Back several years ago when I was a contributor to Whipup, I wrote a post about how frustrating it was as a mom that clothing manufacturers don’t make pants for girls that are as warm as those they make for boys. Many retailers and manufacturers offer flannel-lined pants for boys but you’ll have a hard time finding flannel-lined pants for girls. Even retailers like REI that sell clothes for outdoorsy types don’t offer pants for girls and women other than those for skiing.
There are fleece pants that are fine inside but the wind goes right through them. I bought a pair of lined girls’ pants at Hanna Andersson but they are lightweight cotton lined with jersey so they are still not warm enough for really cold days at recess or walking around town in the winter.

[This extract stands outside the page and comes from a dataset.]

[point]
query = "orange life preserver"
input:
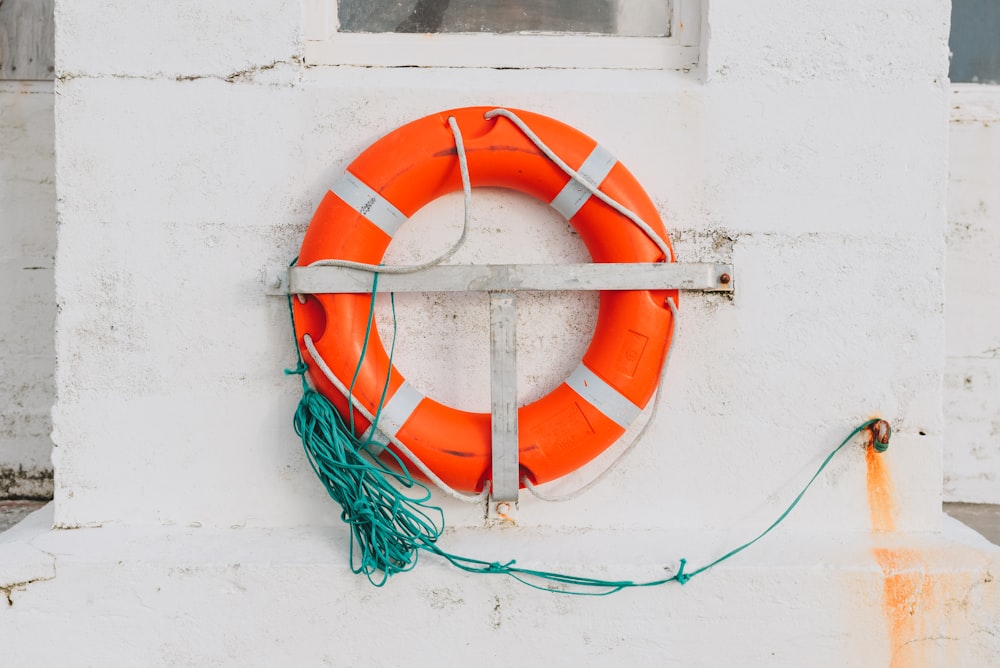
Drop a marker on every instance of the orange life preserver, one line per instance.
(417, 163)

Given that we live in Chicago I wanted a pair of pants that my daughter can wear to school or ice skating or just playing outside with her friends in cold weather without pulling on a head-to-toe snowsuit.
Back in the 70s when I was in school, I remember that girls weren’t even allowed to wear pants to school unless it was snowing. So I guess I shouldn’t be surprised but I still worry about the message it sends to our daughters. To me the message is, “You don’t need to be warm because you won’t be outside in cold weather” or “Looking cute is more important than being warm.” The message that I want to send to my daughter is, “Be prepared for any weather” and “Never let not having the right clothing hold you back from doing what you want to do and having fun, regardless of the weather.”

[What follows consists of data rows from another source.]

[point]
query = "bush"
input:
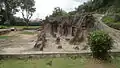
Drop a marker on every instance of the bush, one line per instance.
(100, 44)
(114, 25)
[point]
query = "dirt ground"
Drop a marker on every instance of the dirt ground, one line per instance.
(17, 42)
(21, 42)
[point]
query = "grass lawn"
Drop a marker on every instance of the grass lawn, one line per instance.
(28, 33)
(20, 27)
(51, 63)
(4, 37)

So when our daughter was three I made her a pair of reversible flannel pants, that she immediately dubbed her “fancy pants.” I made them from a commercial pattern for a pair of simple elastic pants. In addition to cutting the fabric for the outside of the pants, I cut pieces the same size for the flannel lining and just slipped them inside the pants before I topstitched the waist and the hems of the legs. Our daughter wore the first pair I made that winter more than any other article of clothing she owned. Year after year she would start asking me in October if I would make her another pair of “fancy pants” because she had outgrown the last pair.

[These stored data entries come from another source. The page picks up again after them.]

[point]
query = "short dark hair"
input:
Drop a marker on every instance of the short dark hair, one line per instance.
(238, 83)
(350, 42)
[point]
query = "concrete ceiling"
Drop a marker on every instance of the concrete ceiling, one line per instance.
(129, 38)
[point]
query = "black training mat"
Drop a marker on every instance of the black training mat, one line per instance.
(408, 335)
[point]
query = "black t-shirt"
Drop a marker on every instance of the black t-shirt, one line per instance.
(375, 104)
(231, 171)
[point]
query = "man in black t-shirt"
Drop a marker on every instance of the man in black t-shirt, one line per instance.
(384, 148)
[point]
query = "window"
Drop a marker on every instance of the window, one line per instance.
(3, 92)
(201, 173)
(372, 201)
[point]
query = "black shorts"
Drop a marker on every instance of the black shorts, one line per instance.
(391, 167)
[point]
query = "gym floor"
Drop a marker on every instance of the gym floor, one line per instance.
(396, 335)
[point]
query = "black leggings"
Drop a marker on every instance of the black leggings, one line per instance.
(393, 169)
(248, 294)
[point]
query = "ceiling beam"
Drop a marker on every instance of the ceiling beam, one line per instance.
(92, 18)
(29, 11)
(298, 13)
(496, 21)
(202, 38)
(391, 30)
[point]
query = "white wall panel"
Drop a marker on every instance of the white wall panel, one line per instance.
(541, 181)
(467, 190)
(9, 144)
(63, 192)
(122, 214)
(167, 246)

A few years ago I switched from making the pants with reversible flannel to using colored denim on the outside for added durability. Last year I found jumbo pink rickrack to run down the sides of the legs and chose a pattern that included a simple zippered pocket for the inevitable tissue collection that goes along with playing outside in cold temperatures. I was really excited to find the perfect pink zipper that matched that rickrack!
What I really want to do next is make a pair for myself.